Hallo zusammen,
lieben Danl für eure Antworten!
Girasole. Das hast du absolut richtig gesehen. Ich spalte meine Gefühle zu meinem Vater. Weil ich weiß, dass er uns schlecht behandelt hat, besonders meine Mutter. Das weiß mein Kopf. Mein Herz tickt da leider anders. Das ist das Kuriose - er hat es nicht verdient.
Was ich von der Therapeutin halten soll, weiß ich nocht nicht. Sie macht mir wiederum ein schlechtes Gewissen. Ich habe ihr erzählt, was er uns angetan hat - und auch, dass ich trotzdem etwas für ihn empfinde. Meiner Mutter gegenüber habe ich ein schlechtes Gewissen deswegen.
Sie sagt, so wie sich meine Geschichte anhört, habe er eine narzisstische Persönlichkeitsstörung. Er sei eben krank. Plus der Alkoholismus sei eben auch noch eine Krankheit. Beide Faktoren zusammen würden bedeuten, dass er quasi keine andere Wahl gehabt habe, als so zu enden wie er eben jetzt geendet ist.

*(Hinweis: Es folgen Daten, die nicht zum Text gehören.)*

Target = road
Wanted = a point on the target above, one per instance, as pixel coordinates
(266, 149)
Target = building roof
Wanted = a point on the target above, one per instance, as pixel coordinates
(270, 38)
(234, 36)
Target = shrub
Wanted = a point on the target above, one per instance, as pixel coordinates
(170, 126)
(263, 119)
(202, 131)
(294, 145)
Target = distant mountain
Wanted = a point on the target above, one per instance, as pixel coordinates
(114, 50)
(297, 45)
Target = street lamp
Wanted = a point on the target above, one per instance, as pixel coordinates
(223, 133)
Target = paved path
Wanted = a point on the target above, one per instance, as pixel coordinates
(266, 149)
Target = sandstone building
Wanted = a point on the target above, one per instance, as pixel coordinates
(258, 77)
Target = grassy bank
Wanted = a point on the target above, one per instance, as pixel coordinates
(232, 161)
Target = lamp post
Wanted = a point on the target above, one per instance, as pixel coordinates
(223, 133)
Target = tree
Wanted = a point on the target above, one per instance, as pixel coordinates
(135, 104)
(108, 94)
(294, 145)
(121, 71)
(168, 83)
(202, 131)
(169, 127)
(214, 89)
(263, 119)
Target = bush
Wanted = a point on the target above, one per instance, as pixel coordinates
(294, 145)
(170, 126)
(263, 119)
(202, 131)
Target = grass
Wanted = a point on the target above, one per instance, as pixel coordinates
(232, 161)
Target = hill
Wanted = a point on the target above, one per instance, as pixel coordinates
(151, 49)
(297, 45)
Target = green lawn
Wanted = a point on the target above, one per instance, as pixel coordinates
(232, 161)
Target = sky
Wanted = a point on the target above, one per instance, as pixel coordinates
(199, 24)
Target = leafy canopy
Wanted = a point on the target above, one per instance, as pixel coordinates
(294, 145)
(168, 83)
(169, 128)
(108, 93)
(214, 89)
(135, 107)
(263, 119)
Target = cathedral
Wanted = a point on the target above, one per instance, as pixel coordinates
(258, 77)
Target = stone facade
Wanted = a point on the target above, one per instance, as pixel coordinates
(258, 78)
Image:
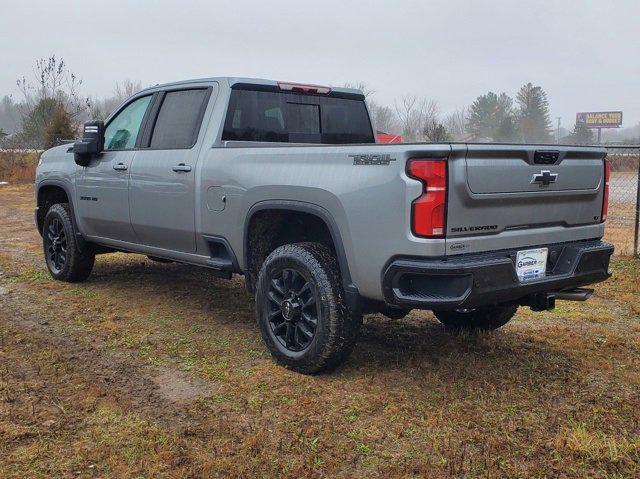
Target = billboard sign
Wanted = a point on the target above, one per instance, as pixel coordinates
(600, 119)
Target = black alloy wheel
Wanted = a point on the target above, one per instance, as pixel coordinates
(56, 246)
(293, 313)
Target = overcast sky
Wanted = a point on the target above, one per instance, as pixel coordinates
(585, 54)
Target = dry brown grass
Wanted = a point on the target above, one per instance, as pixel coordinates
(620, 229)
(153, 370)
(18, 167)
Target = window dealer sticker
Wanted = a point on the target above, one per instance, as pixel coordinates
(531, 264)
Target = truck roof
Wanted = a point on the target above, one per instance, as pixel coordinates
(252, 81)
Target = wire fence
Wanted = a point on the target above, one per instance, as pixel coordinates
(624, 198)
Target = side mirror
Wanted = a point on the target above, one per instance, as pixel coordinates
(91, 144)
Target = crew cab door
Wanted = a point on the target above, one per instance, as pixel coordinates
(162, 179)
(102, 188)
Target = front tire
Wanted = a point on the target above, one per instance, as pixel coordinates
(301, 310)
(65, 260)
(483, 319)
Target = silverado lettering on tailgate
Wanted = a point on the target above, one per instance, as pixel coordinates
(374, 159)
(465, 229)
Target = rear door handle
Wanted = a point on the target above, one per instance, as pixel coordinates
(182, 168)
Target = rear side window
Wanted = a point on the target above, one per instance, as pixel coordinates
(296, 118)
(179, 119)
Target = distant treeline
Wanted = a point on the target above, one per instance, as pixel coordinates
(51, 108)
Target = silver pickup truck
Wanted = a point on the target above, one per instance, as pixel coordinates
(285, 184)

Er habe für seine Krankheit einen hohen Preis gezahlt: Mit seiner Gesundnheit, mit seiner Familie, Freunden, letztendlich seinem Status. Denn nun habe er buchstäblich nichts. Es hörte sich für mich fast so an, als wäre sein Weg von Kindesbeinen vorgezeichnet gewesen, so als hätte er nie einen anderen Weg gehen können. Als sei ihm nichts anderes übrig geblieben, meine Mutter zu schlagen, zu betrügen und zu erniedrigen.
Also quasi ein armer, kranker Mensch, der nicht reflektieren kann. Irgendwie zynisch, finde ich. Trotzdem: Deswegen habe ich auch ein schlechtes Gewissen. Ich bestehe eigentlich nur noch aus Gewissensbissen.
Sie sagte, dass es vielleicht helfen würde zu verstehen, warum er so ist, wie er ist. Dass ich hätte nichts dran ändern können. Ich muss mal schauen, ob das der richtige Weg ist. Ich muss aber für MICH da sein, MEIN Leben leben. Er hatte eines und nichts daraus gemacht.
Ich habe erfahren, dass er eine Hirnatrophie hat.... eine generalsierte. Nicht gerade normal für Anfang 70. Vor allem nicht in unserer Familie, wo einige auf die 100 zugehen. Sonst habe er wohl nichts. Er wurde, bevor er ins Heim kam, untersucht. Blutwerte sehen gut aus.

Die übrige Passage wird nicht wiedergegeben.